The global economic crises in 2008-09 also led to some significant changes. With the global crisis, demand for Sierra Leone’s exports dropped sharply, in particular from their biggest trading partner, the EU. When demand from traditional partners slowed down Sierra Leone had to start looking in to alternative markets and ways to facilitate and boost intraregional trade, which has had some interesting results on the ground like the recent joint-border post with Guinea that opened last year, with another one planned with Liberia later this year.
The Trade Post: What is the next step for Sierra Leone in the short-term?
Ms. Isik: The next step for Sierra Leone is to validate the recommendations put forward in the DTIS update.
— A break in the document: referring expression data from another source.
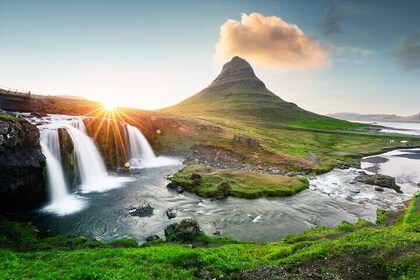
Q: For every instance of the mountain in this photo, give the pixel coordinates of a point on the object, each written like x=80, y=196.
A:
x=376, y=117
x=237, y=92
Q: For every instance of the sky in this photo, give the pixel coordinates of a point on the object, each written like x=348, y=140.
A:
x=326, y=56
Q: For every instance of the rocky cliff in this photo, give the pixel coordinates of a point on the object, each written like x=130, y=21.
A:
x=22, y=165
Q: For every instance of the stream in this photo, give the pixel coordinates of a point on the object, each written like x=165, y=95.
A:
x=331, y=198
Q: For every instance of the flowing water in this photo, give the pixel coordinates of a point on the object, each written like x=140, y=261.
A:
x=331, y=198
x=141, y=153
This means that everyone gets together – it’s a huge group – in one room for two days. When I say everyone, I’m not just talking about the various ministries. I’m talking about the private sector, civil society groups, donors – everyone’s there. We basically go over the Action Matrix and talk about how to implement, who implements, and ask “is it possible in that time frame?” Every action is validated. We break out in sectoral groups, cross-cutting groups. It’s just a very intense sort of stakeholder dialogue. Once this is done, the Sierra Leone government will endorse the DTIS Update and begin to engage the Enhanced Integrated Framework (EIF) and other donors for support in implementing the updated action matrix.
The Trade Post: Is there anything else you would like to add about this project?
Ms. Isik: I think it’s important to note that as TTLs we also need to do more for the DTIS exercise to be successful by carrying out wider dissemination within the country. For dissemination what we have is this validation workshop, which is in the capital city. And you have a lot of stakeholders in the provinces who don’t even know what a DTIS is or what is happening. So I think it’s a good idea to hold, not only a validation workshop in Freetown, but dissemination workshops in some of the provinces. Especially with the timing this time: the Liberia DTIS and the Sierra Leone DTIS, they’ve come out at the same time, so we have an opportunity to do some sort of cross-border stuff. We could have a workshop at the border and look at all these customs and border-management issues, because these have to be addressed jointly.